Elder subsequently reported on his research about school militarization in an interview with Democracy Now! which you can listen to here.

As a teacher I feel sad about this creeping takeover of the promise once offered by free public education. I don’t think it will affect my career much since I’m at the end anyway and the day a pistol packing colleague arrives is the day I head out the door. (Yup, I’ve had to put up with armed law enforcement in schools from the day I started teaching and no, it really isn’t that much different.)

But I worry about how my grandchildren and the other young ones will be affected by public schools that become an arm of the Pentagon, a branch of government that is already gobbling up most available federal funding.

The kids whose parents can afford to send them to progressive private schools will be insulated from the risks of armed teachers if not from armed lunatics who strike regularly at every sort of location.

The kids whose parents are Native people accustomed to a very different model of educating youngsters may be unschooled in greater numbers.

The kids whose parents don’t care much for material things may be homeschooled in greater numbers.

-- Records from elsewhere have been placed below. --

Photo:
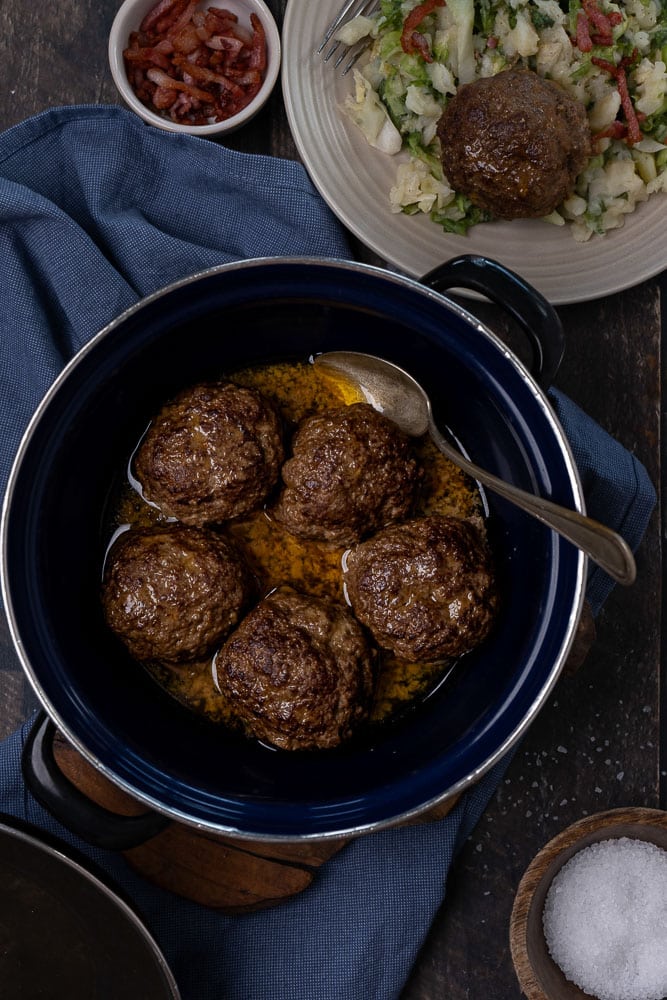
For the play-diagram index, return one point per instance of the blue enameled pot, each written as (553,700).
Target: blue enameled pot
(181,766)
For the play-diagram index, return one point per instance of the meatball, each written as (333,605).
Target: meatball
(352,471)
(514,143)
(425,589)
(298,672)
(172,593)
(212,454)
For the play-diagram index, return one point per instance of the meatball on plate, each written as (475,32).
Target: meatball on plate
(212,454)
(352,471)
(172,593)
(298,672)
(425,589)
(514,143)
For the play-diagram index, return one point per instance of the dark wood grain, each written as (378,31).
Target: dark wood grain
(596,743)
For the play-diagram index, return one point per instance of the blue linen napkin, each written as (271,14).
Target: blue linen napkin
(96,211)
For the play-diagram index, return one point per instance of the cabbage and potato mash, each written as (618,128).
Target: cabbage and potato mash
(610,56)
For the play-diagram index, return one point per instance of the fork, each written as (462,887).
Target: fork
(349,10)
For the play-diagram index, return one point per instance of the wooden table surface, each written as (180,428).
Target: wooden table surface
(600,741)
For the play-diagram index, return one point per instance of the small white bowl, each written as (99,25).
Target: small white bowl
(128,19)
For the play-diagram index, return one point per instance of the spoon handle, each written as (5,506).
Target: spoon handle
(604,546)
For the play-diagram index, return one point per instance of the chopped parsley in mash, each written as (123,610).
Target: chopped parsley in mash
(610,55)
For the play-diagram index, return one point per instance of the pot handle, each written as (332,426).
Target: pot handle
(535,315)
(87,819)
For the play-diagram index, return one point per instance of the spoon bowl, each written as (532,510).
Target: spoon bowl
(395,393)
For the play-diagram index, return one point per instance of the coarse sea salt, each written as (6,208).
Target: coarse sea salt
(605,920)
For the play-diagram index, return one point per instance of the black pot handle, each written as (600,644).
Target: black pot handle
(534,314)
(87,819)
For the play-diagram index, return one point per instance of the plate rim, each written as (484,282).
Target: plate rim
(643,247)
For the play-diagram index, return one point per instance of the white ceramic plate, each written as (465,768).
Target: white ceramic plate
(354,180)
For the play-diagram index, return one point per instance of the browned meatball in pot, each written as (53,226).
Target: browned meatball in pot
(298,672)
(514,143)
(172,593)
(212,454)
(425,589)
(352,471)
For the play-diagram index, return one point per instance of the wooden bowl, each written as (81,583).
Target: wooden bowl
(539,976)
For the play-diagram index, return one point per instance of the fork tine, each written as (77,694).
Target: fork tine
(345,12)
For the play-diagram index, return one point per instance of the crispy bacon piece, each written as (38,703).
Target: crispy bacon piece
(584,40)
(633,131)
(196,66)
(412,41)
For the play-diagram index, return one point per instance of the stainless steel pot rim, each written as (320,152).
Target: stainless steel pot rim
(354,828)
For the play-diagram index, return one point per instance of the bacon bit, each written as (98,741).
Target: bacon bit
(196,66)
(599,21)
(412,41)
(257,58)
(594,27)
(584,41)
(633,134)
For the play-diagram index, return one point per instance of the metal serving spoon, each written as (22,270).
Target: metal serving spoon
(393,392)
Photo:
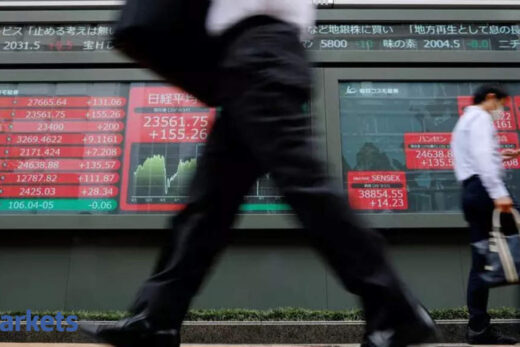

I may yet get my dream of bartering literacy education for health care in a cooperative arrangement with doctors and dentists who opt out of the public schools. Because I’ve seen some great homeschooling results — but I’ve also seen a homeschooled eight year old that still couldn’t read.

My husband, not an educator, has another concern. He points out that veterans have an extremely high rate of attempted and completed suicide, often with a gun. Who will protect our children from that?